Resistance depends completely on the shape of your hull. The best hulls are long and skinny; they minimize the size of your bow wave and stern wave. To minimize wave resistance, we want a hull that cuts straight through the wave instead of bouncing over it.
With an efficient hull, hull speed becomes just another hump in the resistance graph. A typical resistance graph for a ship looks like Figure 3‑1. The humps happen when waves line up and add to increase your resistance. You get multiple humps, and hull speed is just one of those humps. The ship powers over the hump and continues to go faster, if you have the right hull shape. Of course, getting the best hull shape becomes tricky due to the other major component: viscous resistance.
Viscous resistance is basically surface friction, plus some extra pieces. When the water runs along your hull, it generates friction, which slows you down. Especially when you travel in the range of 0 – 3 knots, almost all your resistance comes from friction. This is why many sailing hulls are shaped to reduce their underwater surface area as they heel over in light winds. All part of the strategy to minimize surface friction. Even at higher speeds, friction can form 20-40% of your total resistance.

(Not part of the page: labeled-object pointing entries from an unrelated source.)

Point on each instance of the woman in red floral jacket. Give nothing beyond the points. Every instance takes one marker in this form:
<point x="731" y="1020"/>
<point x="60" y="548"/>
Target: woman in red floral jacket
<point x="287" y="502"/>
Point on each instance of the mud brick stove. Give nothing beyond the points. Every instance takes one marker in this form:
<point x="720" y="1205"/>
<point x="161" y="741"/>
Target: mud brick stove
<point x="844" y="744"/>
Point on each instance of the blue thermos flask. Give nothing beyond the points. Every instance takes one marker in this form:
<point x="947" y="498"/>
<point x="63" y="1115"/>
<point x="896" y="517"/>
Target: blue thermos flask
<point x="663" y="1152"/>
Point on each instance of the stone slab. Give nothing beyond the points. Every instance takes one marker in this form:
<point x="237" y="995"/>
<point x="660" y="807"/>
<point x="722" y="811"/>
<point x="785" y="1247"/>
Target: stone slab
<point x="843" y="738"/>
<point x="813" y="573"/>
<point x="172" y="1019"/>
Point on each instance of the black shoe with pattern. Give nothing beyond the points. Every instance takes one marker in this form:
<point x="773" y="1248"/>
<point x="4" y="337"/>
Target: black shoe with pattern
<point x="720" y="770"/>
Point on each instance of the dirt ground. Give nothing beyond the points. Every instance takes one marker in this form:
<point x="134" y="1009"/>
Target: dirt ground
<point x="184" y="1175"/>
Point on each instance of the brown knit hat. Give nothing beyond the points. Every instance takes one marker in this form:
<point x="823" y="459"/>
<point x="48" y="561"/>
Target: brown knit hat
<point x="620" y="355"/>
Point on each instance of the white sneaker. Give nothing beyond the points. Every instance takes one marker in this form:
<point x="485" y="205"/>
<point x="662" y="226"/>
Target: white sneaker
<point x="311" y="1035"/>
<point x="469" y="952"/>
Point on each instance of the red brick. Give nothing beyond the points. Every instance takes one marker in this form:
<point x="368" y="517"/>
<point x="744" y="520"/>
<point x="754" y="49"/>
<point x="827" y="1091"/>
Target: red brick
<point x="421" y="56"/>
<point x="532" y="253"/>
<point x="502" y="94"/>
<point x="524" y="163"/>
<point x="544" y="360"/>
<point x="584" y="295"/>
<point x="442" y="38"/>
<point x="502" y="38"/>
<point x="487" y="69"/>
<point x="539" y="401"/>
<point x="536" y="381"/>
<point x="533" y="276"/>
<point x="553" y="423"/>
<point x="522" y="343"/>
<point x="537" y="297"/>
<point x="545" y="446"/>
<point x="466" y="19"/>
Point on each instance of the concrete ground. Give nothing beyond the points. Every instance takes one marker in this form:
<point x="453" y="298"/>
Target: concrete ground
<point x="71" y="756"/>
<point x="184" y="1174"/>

The catch is that not all hull surfaces are equal.
Appendages are the worst source of viscous resistance, in my opinion. Your bow thruster, rudder, propeller, and keel all form the extra pieces of viscous resistance, and they concentrate a lot of penalty into a small area. Consider a bow thruster. As the water runs over that, it ducks into the thruster tunnel, swirls around, and pops out all confused and turbulent. (Figure 3‑2) All that motion takes energy. Energy that slows down your ship. Similar stories for the other appendages. Sometimes, these little bits and pieces add up to more than the skin friction of your entire hull. And don’t forget about wave resistance. Put all the resistance sources together, and you see that going faster becomes increasingly difficult.
To go faster, we need more power. But as a sailing ship, all the power comes from those sails. You might think to add larger sails. Unfortunately, sails do not limit your maximum power. The sail plan gets limited by the righting moment of your hull.   As the wind heels the boat over, the hull pushes back with a righting moment. Try to push more power into the sails, and the boat just heels farther, dumping that power. (Figure 4‑1) In extreme cases, this is how the wind capsizes a boat. If you want more power in your sail plan, the first step is not larger sails. The trick is more righting moment in the hull.
But how to get more righting moment from the hull? Unfortunately, you need to increase the beam of your hull. Except that increasing the beam also increases your wave resistance. This is one of the many conflicts that yacht designs have to compromise on. That is also why catamarans have a reputation for speed. They get to combine long and skinny hulls (low resistance) with a huge righting moment (high power). Though even they run into other limits. The maximum speed of your hull is an integrated part of the vessel design. It becomes a performance target, strategically decided by the naval architect. Far more complicated than a simple formula.
With all the added evidence, why does the myth of hull speed persist. Simply put, designers are not stupid. We designers all recognize that any given boat has a point of diminishing return, where extra power barely adds any more speed. That point of diminishing return often happens near hull speed. This coincidence reinforces the belief that hull speed predicts a reliable limit. Boats often top out near hull speed, but not exactly at hull speed. Ship design has many tricks available to push faster than hull speed. Don’t limit your expectations to a simple formula.